The Environmental Protection Agency (EPA) announced on Tuesday evening (May 31, 2022) that it has renewed the Environmental Permit for Esso Exploration and Production Guyana’s (EEPGL) Liza Phase 1 Project within the Stabroek Block for a further period of five years. Once again, the permit holder, has been slapped with an increased fee for flaring via the Liza Destiny Floating, Production, Storage and Offloading (FPSO) vessel.
While the permit strictly prohibits routine flaring and venting, it now requires EEPGL to pay US$50 per tonne of carbon dioxide equivalents (CO2e) emitted as a result of flaring in excess of permitted periods.

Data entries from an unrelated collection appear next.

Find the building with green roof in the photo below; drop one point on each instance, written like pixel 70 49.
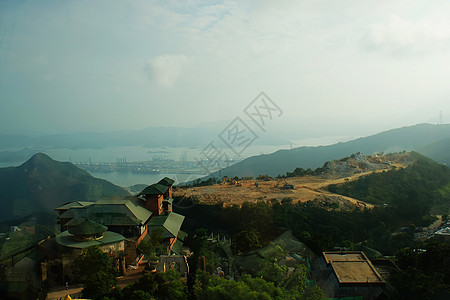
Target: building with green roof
pixel 119 224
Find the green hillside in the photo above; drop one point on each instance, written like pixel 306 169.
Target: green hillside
pixel 41 184
pixel 425 136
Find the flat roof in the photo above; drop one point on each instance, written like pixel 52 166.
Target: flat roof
pixel 353 267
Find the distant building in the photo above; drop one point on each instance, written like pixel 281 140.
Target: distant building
pixel 349 274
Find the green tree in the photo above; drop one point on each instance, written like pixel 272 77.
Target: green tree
pixel 96 271
pixel 154 245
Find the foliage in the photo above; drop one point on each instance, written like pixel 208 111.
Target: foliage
pixel 210 287
pixel 165 285
pixel 424 274
pixel 411 191
pixel 154 245
pixel 96 271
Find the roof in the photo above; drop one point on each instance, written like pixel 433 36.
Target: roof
pixel 352 267
pixel 67 239
pixel 166 181
pixel 171 224
pixel 177 247
pixel 74 204
pixel 155 189
pixel 182 235
pixel 111 211
pixel 87 227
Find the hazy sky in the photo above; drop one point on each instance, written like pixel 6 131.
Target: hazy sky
pixel 108 65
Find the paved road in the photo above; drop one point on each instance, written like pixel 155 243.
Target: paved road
pixel 60 292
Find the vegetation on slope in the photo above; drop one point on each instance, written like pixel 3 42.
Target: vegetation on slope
pixel 412 191
pixel 41 184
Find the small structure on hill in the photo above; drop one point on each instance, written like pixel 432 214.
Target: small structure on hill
pixel 348 274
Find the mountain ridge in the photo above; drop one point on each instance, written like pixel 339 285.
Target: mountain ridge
pixel 408 138
pixel 41 184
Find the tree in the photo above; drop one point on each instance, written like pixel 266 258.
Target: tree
pixel 96 271
pixel 153 245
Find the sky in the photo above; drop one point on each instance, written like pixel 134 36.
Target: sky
pixel 348 67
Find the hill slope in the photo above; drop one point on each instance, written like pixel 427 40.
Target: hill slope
pixel 405 138
pixel 41 184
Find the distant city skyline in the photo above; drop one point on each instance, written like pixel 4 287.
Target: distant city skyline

Guyana Standard understands that this marks the highest sum to be levied in the event flaring is above stipulated limits, progressing from the US$30 fee that was first implemented last year.
Another major change in the permit pertains to financial assurance. EPA explained that the permit ensures EEPGL is held liable for all costs associated with clean up, restoration and compensation for any pollution damage. EEPGL is also required to have financial assurance from its parent company, ExxonMobil Corporation to “cover well control, and/or clean up and third-party liability on terms that are market standard for that type of coverage”. Additionally, the permit requires a Parent Company/Affiliate Guarantee Agreement which keeps Guyana indemnified in the event EEPGL and its Co-Venturers file for bankruptcy.
Finally, the permit makes provision for the targeted monitoring of the effects of effluent discharges such as produced water, bilge water, cooling water and grey water. The document now requires the submission of the effects of these discharges every six months. Further, EEPGL is required to submit safety case information, including a risk assessment prior to the drilling and development of wells.